The trading week heads for the finish line and gold and silver continue to trade in a well-defined range as they react to the influences other markets exert. This morning’s headline of surprisingly weak U.S. economic data, as witnessed by a fall in retail sales and factory orders, has equity investors looking for the exit sign as the Dow Jones average is down over 400 points. With another sharp fall in the NASDAQ, it is now down over 10 percent in the first two weeks of January. The yield on the U.S. ten year bond, which was expected to rise on the back of Fed tightening, has done nothing but fall the past few weeks as the yield is struggling to hold above two percent. As expected, traders and investors alike are seeking “safe haven” as gold and silver have “come off the ropes” this morning and are up sharply in early U.S. trading as silver has once again broken above $14.00. Crude oil continues to weigh heavily as it has fallen below $30.00 with many commentators calling for the sharp decline to continue. Data released by the World Gold Council and Bank for International Settlements shows that Central Banks continued to be a net buyer of gold through the end of the year with China and Russia being the featured buyers. Make sure you have your seat belt on today, as I get ready to hit the send button silver has dropped sharply and is back at $13.95. Today could be a roller coaster ride for many of the markets.
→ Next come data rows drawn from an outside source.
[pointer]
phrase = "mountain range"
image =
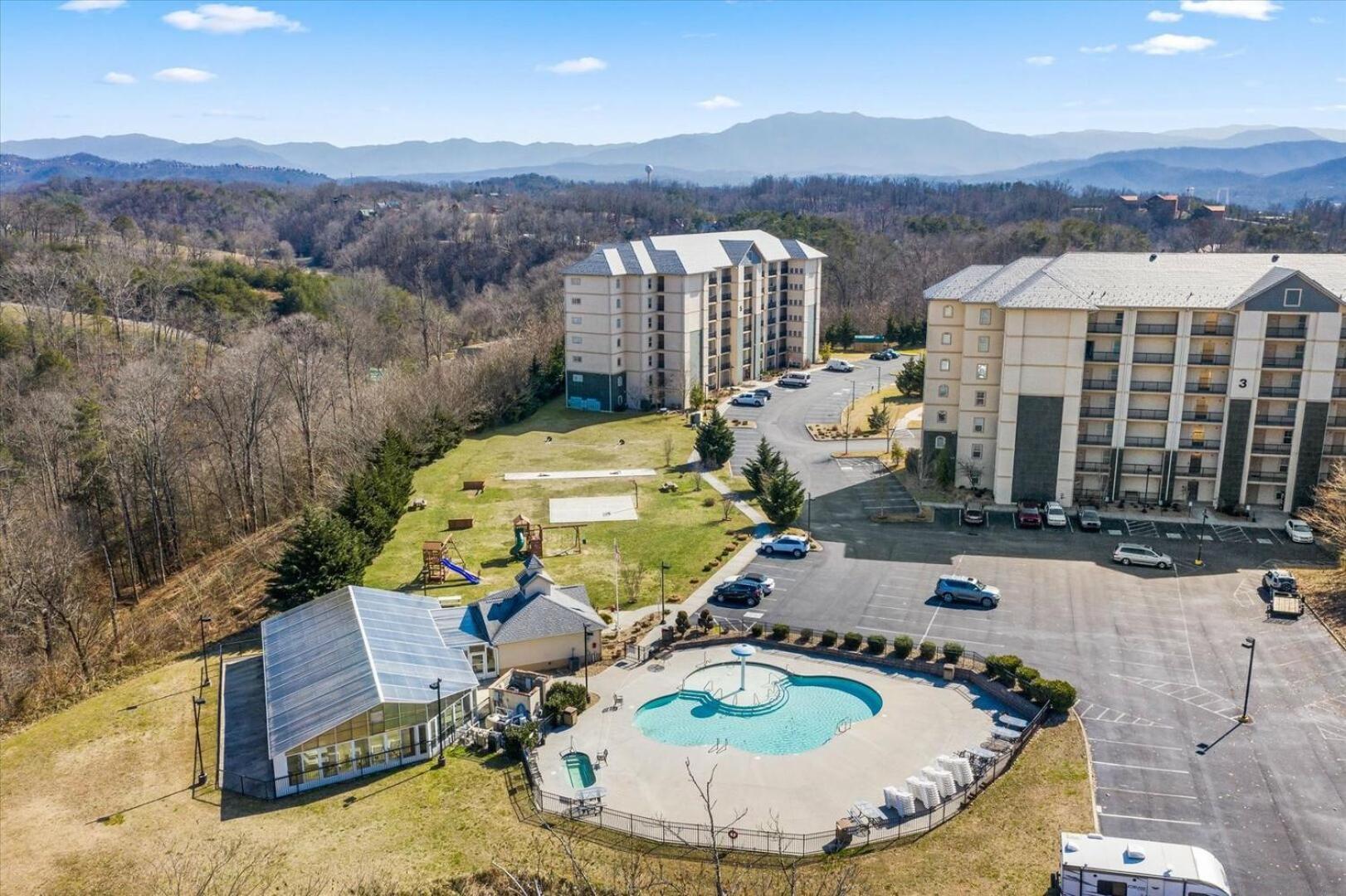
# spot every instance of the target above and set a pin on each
(1237, 156)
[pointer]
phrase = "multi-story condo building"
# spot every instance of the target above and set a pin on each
(647, 319)
(1163, 378)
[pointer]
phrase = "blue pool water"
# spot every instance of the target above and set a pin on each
(804, 716)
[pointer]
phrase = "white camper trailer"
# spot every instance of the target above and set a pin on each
(1092, 864)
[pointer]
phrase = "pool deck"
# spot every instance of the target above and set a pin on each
(921, 718)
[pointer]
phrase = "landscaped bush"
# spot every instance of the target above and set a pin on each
(1003, 668)
(562, 694)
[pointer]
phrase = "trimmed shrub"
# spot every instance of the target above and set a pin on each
(1003, 668)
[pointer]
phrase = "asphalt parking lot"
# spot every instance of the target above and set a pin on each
(1157, 655)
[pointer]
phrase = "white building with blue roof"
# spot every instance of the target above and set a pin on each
(647, 319)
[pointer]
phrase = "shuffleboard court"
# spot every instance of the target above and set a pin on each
(580, 474)
(597, 509)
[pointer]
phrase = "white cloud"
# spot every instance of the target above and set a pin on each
(719, 101)
(224, 17)
(1255, 10)
(90, 6)
(577, 66)
(1170, 45)
(183, 75)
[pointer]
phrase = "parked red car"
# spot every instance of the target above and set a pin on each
(1029, 515)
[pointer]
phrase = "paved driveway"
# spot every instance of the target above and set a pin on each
(1157, 657)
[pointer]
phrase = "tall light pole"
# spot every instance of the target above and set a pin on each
(205, 668)
(1251, 643)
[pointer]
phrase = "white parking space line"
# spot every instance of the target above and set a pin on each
(1168, 772)
(1166, 821)
(1143, 792)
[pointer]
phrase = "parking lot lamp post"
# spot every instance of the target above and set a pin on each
(1251, 643)
(205, 669)
(439, 718)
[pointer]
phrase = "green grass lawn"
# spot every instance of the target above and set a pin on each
(672, 528)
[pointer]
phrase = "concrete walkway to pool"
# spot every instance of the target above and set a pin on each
(921, 718)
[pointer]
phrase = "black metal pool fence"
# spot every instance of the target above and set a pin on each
(705, 835)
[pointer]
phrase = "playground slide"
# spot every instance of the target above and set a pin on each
(470, 577)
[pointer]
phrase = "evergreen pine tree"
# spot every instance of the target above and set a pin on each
(715, 441)
(765, 465)
(322, 554)
(783, 498)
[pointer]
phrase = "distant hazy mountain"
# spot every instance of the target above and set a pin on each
(17, 171)
(792, 143)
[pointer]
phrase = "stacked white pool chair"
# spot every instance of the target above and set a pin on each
(960, 767)
(925, 791)
(900, 801)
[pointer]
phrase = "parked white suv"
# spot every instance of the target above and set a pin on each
(1142, 556)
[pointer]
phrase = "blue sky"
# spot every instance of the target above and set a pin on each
(354, 73)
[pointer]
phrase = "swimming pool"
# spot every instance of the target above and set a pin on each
(580, 770)
(797, 714)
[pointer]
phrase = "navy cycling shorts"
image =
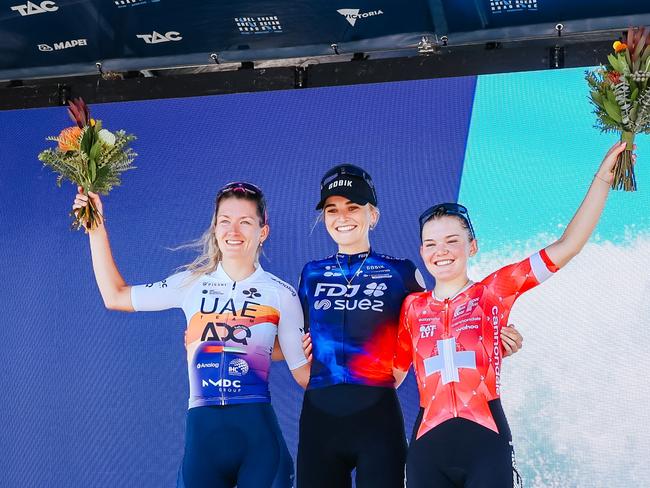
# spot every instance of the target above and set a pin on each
(235, 445)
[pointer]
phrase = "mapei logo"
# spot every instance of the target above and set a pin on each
(58, 46)
(31, 8)
(375, 289)
(354, 14)
(157, 38)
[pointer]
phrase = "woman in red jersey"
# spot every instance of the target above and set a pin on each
(451, 336)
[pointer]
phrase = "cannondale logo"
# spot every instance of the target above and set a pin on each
(252, 293)
(322, 304)
(375, 289)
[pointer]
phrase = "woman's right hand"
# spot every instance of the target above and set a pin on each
(81, 201)
(307, 347)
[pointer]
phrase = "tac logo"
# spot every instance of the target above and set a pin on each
(157, 38)
(58, 46)
(354, 14)
(375, 289)
(31, 8)
(238, 367)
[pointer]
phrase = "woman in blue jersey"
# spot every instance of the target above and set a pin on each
(351, 417)
(234, 311)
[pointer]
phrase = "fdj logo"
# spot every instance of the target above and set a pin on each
(345, 300)
(32, 9)
(156, 38)
(375, 289)
(236, 333)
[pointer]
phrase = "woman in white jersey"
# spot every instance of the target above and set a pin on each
(234, 310)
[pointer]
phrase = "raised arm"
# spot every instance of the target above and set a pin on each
(114, 290)
(585, 219)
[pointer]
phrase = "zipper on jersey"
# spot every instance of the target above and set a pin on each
(223, 351)
(448, 336)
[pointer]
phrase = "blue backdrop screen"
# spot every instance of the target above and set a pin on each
(91, 397)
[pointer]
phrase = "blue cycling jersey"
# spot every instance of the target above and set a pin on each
(351, 305)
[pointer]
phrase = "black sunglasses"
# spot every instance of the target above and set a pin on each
(245, 188)
(449, 208)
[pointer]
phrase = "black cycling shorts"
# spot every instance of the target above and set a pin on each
(235, 445)
(460, 453)
(345, 427)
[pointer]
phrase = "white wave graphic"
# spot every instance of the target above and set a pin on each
(577, 395)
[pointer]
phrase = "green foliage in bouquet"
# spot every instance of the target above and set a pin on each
(621, 98)
(89, 156)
This morning finds geopolitical events continue to dominate the headlines. Following on the heels of the losses in the Chinese stock market, tensions are at heightened levels in the middle east as Saudi Arabia and Iran have suspended diplomatic ties. This morning brings news that North Korea is claiming they have successfully tested a hydrogen bomb. The market reactions have been a global sell-off in equities while gold has benefited from those seeking a “safe haven”. While physical demand has been a bit disappointing to begin the new year, this morning’s news has propelled gold above resistance at $1,085.00 with additional gains likely to heat up our corner of the market. Silver continues to lag behind gold as witnessed by the gold / silver ratio which is moving towards 78.00. Platinum and especially palladium are taking it on the chin this morning as they follow crude oil which has fallen below $35.00 this morning and is down over three percent.
Recent U.S. economic data has been mixed with manufacturing and home sales missing economic forecasts while this morning’s ADP payroll report came in better than expected for December. Lastly, Fed Vice Chairman Fisher, in his first interview since the rate hike last month, indicated the FOMC is likely to raise rates four times this year. With all the uncertainty in the world, I would expect gold to continue benefiting from its safe haven appeal. If gold continues to probe higher, resistance can be expected at $1,111.50 which is the 100 day moving average. A continuation of USD strength and falling crude oil likely sends gold back towards $1,050.00.